Sunday, July 05, 2009

Patience, Rhetoric, and Common Realities
July 2009 email newsletter, Vol. 2, #005

The night fell like freedom on the oppression of the day’s heat. After spending much of the day shooting photographs at an Independence Day celebration in tiny Ben Wheeler, Texas, I got home and finished reading a novel, Gregory Maguire’s “Son of a Witch,” that is the sequel to his “Wicked,” the real story of the Wicked Witch of the West. If we believe Maguire, she was misunderstood and misrepresented in “The Wizard of Oz.”

“Son of a Witch” tells the story of Liir, who might be her son and who is trying to find himself and to do something good in that strange land.

The novel’s coda is a quote that Maguire credits to Thomas Jefferson from 1798: “A little patience, and we shall see the reign of witches pass over, their spells dissolve, and the people, recovering their true spirit, restore their government to its true principles.”

It is such an appropriate quotation for the hope of this July 4 as we look toward the end of the zero years (2000-2009) and toward, perhaps, the emergence of a new era. Give me that romantic notion. As I took the truth of Jefferson’s words, the real witches were those people who, one after another, ruled Oz for their own ends or who blindly followed orders.

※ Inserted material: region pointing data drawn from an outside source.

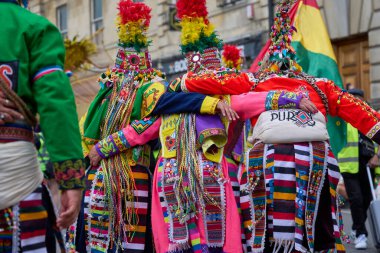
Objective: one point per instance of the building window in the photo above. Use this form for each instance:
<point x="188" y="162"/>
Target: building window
<point x="224" y="3"/>
<point x="97" y="20"/>
<point x="62" y="19"/>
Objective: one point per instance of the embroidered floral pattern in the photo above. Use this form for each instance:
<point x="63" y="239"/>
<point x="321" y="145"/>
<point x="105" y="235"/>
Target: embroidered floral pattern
<point x="210" y="132"/>
<point x="282" y="100"/>
<point x="70" y="174"/>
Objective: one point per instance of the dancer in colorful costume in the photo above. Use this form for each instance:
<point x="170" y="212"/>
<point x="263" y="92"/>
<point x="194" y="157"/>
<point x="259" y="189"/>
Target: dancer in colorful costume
<point x="32" y="80"/>
<point x="193" y="204"/>
<point x="116" y="205"/>
<point x="288" y="190"/>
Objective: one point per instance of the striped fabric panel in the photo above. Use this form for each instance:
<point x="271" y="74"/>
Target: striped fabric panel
<point x="33" y="220"/>
<point x="5" y="233"/>
<point x="333" y="177"/>
<point x="284" y="193"/>
<point x="269" y="188"/>
<point x="47" y="70"/>
<point x="302" y="160"/>
<point x="232" y="172"/>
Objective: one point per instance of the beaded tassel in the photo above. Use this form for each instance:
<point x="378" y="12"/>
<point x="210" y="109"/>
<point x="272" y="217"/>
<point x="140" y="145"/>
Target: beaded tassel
<point x="118" y="177"/>
<point x="190" y="190"/>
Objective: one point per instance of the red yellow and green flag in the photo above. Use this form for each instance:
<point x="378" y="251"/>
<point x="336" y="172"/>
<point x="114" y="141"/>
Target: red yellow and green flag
<point x="316" y="57"/>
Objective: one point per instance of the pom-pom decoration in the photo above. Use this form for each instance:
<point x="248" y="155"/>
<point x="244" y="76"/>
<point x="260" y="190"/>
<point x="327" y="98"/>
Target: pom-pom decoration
<point x="198" y="33"/>
<point x="231" y="57"/>
<point x="281" y="55"/>
<point x="132" y="24"/>
<point x="192" y="9"/>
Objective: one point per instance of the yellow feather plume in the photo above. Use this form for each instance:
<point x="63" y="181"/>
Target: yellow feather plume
<point x="192" y="29"/>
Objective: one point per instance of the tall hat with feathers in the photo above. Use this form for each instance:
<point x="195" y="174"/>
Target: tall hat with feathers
<point x="231" y="57"/>
<point x="112" y="111"/>
<point x="199" y="41"/>
<point x="132" y="23"/>
<point x="281" y="55"/>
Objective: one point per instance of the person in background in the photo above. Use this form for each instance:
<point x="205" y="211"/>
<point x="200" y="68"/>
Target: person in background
<point x="33" y="82"/>
<point x="353" y="159"/>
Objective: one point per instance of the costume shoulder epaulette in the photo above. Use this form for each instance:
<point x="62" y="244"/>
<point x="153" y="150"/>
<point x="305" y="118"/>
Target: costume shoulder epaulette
<point x="175" y="85"/>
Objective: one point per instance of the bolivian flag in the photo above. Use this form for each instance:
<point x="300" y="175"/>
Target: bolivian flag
<point x="316" y="57"/>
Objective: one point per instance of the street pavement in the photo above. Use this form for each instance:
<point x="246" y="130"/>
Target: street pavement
<point x="350" y="248"/>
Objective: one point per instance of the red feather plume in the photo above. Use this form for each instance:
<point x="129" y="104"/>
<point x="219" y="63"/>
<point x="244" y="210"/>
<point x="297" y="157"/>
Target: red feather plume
<point x="192" y="8"/>
<point x="130" y="11"/>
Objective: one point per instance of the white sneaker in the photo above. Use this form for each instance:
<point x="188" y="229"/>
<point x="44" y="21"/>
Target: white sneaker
<point x="361" y="242"/>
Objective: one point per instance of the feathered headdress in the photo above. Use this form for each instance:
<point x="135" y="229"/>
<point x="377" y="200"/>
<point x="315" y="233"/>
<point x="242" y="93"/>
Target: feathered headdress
<point x="132" y="23"/>
<point x="198" y="33"/>
<point x="231" y="57"/>
<point x="281" y="54"/>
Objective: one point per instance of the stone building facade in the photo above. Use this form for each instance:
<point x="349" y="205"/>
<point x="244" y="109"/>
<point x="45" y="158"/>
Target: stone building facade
<point x="353" y="25"/>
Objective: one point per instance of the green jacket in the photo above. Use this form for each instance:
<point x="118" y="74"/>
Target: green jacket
<point x="31" y="61"/>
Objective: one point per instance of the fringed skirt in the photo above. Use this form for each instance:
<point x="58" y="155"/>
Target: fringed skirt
<point x="91" y="231"/>
<point x="215" y="230"/>
<point x="288" y="199"/>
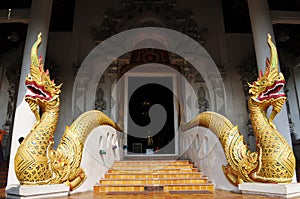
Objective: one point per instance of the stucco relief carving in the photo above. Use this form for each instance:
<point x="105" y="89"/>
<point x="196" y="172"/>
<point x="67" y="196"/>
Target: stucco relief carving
<point x="161" y="13"/>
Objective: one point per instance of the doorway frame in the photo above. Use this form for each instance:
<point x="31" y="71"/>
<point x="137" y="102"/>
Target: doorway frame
<point x="174" y="77"/>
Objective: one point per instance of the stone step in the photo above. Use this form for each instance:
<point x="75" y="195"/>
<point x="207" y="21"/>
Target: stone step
<point x="166" y="188"/>
<point x="153" y="181"/>
<point x="150" y="162"/>
<point x="153" y="175"/>
<point x="152" y="167"/>
<point x="161" y="170"/>
<point x="143" y="175"/>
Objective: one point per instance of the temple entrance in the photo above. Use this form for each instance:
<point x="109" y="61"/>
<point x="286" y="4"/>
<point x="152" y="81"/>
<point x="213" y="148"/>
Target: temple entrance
<point x="150" y="115"/>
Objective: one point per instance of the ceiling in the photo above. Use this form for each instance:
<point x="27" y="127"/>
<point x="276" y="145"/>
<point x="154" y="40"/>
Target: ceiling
<point x="236" y="20"/>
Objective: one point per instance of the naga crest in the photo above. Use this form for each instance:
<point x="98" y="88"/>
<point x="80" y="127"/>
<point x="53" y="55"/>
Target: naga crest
<point x="43" y="90"/>
<point x="267" y="86"/>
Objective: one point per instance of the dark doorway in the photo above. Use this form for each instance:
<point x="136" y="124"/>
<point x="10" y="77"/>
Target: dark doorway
<point x="150" y="116"/>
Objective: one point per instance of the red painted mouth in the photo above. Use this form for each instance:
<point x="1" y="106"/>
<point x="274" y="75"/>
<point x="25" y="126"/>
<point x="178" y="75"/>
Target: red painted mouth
<point x="272" y="92"/>
<point x="37" y="91"/>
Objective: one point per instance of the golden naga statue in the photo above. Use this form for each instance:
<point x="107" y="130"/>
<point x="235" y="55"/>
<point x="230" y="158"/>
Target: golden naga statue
<point x="36" y="162"/>
<point x="274" y="161"/>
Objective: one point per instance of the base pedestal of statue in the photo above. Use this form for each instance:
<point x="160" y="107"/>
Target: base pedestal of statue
<point x="37" y="191"/>
<point x="272" y="190"/>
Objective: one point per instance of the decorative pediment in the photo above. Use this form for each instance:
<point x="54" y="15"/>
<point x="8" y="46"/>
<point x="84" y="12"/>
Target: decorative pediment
<point x="148" y="13"/>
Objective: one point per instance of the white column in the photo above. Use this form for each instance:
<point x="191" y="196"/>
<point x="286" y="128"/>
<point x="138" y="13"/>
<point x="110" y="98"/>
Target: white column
<point x="262" y="25"/>
<point x="24" y="118"/>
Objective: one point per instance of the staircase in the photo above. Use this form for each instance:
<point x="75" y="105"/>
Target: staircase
<point x="161" y="175"/>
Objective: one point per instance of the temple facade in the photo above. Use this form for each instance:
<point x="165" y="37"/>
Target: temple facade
<point x="151" y="66"/>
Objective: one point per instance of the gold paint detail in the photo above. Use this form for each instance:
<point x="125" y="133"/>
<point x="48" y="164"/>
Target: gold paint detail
<point x="274" y="160"/>
<point x="36" y="162"/>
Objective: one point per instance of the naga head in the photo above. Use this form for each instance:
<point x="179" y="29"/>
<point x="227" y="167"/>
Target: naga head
<point x="268" y="85"/>
<point x="43" y="90"/>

I share another quote that grabbed me recently, this one from a newspaper column by Eugene Robinson: “But what about those who might not understand that it’s all just political theater . . . whether all the blast-furnace rhetoric coming from the right is giving validation and encouragement to some confused, angry man or woman with a rifle or a truck full of fertilizer – the next ‘lone wolf,’ preparing to howl.”

I try to decide if we live furled in the Jimi Hendrix version of “The Star-Spangled Banner,” and have done so since well before 2001, flowing into “Purple Haze,” or if we live in Ray Charles’ version of “America the Beautiful.”

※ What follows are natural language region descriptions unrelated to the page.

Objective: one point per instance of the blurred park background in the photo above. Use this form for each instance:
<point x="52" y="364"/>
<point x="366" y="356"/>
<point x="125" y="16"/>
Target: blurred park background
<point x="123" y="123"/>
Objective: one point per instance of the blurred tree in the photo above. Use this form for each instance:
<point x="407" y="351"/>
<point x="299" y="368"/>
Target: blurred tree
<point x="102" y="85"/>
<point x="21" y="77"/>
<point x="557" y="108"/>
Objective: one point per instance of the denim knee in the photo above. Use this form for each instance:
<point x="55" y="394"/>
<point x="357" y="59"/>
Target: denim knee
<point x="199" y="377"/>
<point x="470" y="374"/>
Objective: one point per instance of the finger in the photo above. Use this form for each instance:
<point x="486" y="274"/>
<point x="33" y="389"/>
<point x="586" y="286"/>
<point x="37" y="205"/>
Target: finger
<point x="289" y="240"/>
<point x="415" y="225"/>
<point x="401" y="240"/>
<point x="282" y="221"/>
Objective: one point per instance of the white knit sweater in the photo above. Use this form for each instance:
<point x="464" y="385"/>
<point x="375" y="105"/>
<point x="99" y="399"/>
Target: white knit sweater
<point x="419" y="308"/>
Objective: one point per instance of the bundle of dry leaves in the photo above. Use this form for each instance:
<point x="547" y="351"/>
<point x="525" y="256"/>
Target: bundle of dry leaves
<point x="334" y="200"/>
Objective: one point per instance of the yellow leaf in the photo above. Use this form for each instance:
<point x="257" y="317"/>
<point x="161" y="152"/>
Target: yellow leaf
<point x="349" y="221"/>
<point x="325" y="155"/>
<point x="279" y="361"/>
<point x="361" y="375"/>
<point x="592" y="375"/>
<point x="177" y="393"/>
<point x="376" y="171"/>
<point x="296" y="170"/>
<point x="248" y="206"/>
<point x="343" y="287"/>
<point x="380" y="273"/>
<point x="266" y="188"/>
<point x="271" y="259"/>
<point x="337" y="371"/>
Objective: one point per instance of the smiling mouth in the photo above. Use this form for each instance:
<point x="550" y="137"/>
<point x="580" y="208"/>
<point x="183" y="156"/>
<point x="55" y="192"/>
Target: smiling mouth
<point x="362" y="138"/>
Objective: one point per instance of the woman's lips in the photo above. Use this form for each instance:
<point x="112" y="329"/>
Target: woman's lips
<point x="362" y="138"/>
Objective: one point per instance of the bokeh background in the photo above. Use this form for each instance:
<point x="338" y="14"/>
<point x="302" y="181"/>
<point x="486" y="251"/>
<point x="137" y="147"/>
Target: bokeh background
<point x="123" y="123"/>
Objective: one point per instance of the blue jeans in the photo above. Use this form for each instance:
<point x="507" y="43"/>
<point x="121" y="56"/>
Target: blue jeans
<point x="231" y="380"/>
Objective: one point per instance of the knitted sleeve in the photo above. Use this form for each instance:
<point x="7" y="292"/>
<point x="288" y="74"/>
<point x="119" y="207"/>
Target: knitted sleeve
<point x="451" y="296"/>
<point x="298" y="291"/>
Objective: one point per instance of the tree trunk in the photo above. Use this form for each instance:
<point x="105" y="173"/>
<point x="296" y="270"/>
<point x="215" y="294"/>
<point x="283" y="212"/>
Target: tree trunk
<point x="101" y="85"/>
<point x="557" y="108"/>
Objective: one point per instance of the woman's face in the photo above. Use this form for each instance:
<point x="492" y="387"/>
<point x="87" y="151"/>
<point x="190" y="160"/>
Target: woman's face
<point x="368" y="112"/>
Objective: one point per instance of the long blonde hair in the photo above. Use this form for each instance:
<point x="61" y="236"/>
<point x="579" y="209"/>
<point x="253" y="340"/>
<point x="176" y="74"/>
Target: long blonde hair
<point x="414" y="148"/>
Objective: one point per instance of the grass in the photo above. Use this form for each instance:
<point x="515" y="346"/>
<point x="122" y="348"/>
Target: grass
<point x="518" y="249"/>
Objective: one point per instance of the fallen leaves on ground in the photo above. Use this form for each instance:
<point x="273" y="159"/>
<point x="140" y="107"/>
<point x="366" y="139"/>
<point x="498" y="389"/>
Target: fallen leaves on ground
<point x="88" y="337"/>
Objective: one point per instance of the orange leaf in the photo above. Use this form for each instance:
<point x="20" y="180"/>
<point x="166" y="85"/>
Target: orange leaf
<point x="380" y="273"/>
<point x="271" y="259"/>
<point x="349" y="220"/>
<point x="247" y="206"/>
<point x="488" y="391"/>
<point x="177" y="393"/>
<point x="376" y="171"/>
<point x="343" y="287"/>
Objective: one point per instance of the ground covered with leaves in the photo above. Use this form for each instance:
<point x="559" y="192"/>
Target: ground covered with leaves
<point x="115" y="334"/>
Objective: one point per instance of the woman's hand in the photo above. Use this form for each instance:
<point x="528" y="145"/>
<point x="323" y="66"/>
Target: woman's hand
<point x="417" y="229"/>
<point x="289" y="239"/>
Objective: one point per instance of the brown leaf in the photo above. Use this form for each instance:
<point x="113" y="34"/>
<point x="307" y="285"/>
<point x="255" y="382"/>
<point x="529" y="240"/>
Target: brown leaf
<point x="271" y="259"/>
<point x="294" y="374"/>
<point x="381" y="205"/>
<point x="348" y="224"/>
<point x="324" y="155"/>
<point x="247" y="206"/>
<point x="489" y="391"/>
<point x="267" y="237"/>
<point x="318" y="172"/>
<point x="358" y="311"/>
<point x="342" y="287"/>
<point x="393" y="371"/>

I try to keep in mind that it is fear, not hatred, that drives so many people and that patience, meaningful education, and experience can overcome fear. I abhor the egotistical fringe that fuels its own flame by fanning that fear.

Sometimes I would like to be the eccentric guy in one of those mediocre horror movies who tells everybody the truth but nobody believes him until it’s almost too late. Sorta a post-civilization, New rAge catcher in the rye, I suppose.

What would I say? I would remind, perhaps, that scientists recently discovered that 35,000 years ago during the Ice Age someone or some group sat in a cave in what is now southern Germany with a carved ivory figurine of a woman and played music on an 8.6-inch-long flute made from a hollow bird bone with five finger holes and a notched end. That information, from an archeological study, fascinates me for some reason.

In June, I planted some pale green vines that I hope will flourish, and will eventually share crimson passion flowers with me. It is an act of patience, a single opening of a door for the passing of all sorts of witches’ spells. It is an act to summon beauty, and I hope the beauty is worth the trouble that some tell me is a part of the vine’s selfishness, its habit of, like the world’s ordinary people, coming back again and again. That habit is a strength, however selfish it might be.

Today, I see tiny, inch-long red flowers beginning to bloom from another plant. These are the first flowers to bloom from something I put in the ground last fall. They do not listen to political theater. They will grow stronger. There will be more of them.